Managing Data Dependencies

Dependency graphs can be tracked explicitly in datafs, and each version can have its own dependencies.

You specify dependencies from within python or using the command line interface.

Note

Dependencies are not currently validated in any way, so entering a dependency that is not a valid archive name or version will not raise an error.

View the source for the code samples on this page in Python API: Dependencies.

Specifying Dependencies

On write

Dependencies can be set when using the dependencies argument to DataArchive’s update(), open(), or get_local_path() methods.

dependencies must be a dictionary containing archive names as keys and version numbers as values.

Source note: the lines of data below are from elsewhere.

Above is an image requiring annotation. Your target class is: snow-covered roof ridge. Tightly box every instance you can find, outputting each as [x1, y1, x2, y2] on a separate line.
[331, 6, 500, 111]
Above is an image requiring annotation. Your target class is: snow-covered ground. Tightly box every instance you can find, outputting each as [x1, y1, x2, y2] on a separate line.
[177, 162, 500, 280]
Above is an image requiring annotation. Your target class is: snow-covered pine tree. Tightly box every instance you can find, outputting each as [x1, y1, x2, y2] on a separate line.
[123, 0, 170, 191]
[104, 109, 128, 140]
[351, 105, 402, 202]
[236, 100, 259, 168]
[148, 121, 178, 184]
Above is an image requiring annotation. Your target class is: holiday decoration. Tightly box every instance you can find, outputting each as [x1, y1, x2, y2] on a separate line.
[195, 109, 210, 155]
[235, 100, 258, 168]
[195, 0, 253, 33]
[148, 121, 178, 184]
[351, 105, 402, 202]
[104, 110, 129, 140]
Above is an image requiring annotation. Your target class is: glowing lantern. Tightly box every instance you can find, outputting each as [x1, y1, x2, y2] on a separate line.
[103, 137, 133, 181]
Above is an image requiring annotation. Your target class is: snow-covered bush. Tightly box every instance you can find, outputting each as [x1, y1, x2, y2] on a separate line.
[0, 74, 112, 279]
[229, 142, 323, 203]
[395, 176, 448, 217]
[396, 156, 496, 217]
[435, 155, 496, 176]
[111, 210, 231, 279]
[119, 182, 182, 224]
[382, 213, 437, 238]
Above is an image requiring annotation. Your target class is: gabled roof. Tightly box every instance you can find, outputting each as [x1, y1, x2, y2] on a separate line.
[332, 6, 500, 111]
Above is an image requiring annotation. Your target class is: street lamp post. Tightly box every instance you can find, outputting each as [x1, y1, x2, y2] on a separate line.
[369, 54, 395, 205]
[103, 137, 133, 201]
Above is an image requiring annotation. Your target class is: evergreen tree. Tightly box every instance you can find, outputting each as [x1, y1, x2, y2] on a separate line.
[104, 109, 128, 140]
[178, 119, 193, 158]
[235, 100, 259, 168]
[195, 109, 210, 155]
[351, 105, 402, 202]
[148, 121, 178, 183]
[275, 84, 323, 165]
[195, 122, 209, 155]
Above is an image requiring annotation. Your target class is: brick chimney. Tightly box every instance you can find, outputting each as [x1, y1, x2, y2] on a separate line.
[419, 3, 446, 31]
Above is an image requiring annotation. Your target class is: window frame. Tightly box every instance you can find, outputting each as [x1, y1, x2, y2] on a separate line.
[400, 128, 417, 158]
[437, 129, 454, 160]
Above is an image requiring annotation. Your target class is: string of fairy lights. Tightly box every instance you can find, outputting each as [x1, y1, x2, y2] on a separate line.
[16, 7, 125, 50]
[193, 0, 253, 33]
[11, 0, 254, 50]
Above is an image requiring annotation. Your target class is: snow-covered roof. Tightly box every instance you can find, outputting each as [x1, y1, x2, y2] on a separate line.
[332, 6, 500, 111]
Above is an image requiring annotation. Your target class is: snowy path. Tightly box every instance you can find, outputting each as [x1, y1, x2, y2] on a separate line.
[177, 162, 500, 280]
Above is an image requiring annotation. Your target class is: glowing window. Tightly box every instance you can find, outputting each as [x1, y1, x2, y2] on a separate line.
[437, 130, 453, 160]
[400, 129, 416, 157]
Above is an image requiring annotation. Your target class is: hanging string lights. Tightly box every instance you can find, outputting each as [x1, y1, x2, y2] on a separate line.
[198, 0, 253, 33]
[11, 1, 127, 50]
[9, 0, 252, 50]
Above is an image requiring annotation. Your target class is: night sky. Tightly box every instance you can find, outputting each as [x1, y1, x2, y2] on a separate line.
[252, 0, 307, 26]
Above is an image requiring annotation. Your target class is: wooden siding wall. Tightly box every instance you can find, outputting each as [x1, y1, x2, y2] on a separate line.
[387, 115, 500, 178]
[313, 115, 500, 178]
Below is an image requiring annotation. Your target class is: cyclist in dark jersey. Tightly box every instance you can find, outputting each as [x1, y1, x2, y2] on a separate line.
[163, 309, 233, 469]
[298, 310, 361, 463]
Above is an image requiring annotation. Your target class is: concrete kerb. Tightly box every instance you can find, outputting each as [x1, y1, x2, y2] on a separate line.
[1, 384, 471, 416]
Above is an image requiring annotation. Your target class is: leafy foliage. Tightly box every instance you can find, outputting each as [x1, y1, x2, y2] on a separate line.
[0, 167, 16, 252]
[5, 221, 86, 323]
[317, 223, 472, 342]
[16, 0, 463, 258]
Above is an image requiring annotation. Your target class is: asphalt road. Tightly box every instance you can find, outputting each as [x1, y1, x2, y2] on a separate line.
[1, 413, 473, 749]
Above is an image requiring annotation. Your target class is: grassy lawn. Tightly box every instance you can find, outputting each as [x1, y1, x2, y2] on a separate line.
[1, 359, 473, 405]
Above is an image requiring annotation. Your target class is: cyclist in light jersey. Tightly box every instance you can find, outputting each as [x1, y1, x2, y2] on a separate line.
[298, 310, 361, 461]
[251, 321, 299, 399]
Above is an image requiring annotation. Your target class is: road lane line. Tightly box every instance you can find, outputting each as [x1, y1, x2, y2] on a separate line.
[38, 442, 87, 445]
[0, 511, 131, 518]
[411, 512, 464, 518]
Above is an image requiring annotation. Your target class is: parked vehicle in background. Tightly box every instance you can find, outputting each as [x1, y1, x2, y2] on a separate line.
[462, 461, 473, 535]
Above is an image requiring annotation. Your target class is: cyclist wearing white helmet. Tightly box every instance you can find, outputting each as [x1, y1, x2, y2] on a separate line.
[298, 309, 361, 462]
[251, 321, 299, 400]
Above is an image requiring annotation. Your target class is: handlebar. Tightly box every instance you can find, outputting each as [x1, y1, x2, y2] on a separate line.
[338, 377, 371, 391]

A value of None is also a valid dependency specification, where the version is treated as unpinned and is always interpreted as the dependency’s latest version.

For example:

>>> my_archive = api.create('my_archive')
>>> with my_archive.open('w+',
...     dependencies={'archive2': '1.1', 'archive3': None}) as f:
...
...     res = f.write(u'contents depend on archive 2 v1.1')
...
>>> my_archive.get_dependencies() 
{'archive2': '1.1', 'archive3': None}

After write

Dependencies can also be added to the latest version of an archive using the set_dependencies() method:

>>> with my_archive.open('w+') as f:
...
...     res = f.write(u'contents depend on archive 2 v1.2')
...
>>> my_archive.set_dependencies({'archive2': '1.2'})
>>> my_archive.get_dependencies() 
{'archive2': '1.2'}

Using a requirements file

If a requirements file is present at api creation, all archives written with that api object will have the specified dependencies by default.

For example, with the following requirements file as requirements_data.txt:

1
2
dep1==1.0
dep2==0.4.1a3

Archives written while in this working directory will have these requirements:

>>> api = datafs.get_api(
...     requirements = 'requirements_data.txt')
... 
>>>
>>> my_archive = api.get_archive('my_archive')
>>> with my_archive.open('w+') as f:
...     res = f.write(u'depends on dep1 and dep2')
...
>>> my_archive.get_dependencies() 
{'dep1': '1.0', 'dep2': '0.4.1a3'}

Using Dependencies

Retrieve dependencies with DataArchive’s get_dependencies() method:

>>> my_archive.get_dependencies() 
{'dep1': '1.0', 'dep2': '0.4.1a3'}

Get dependencies for older versions using the version argument:

>>> my_archive.get_dependencies(version='0.0.1') 
{'archive2': '1.1', 'archive3': None}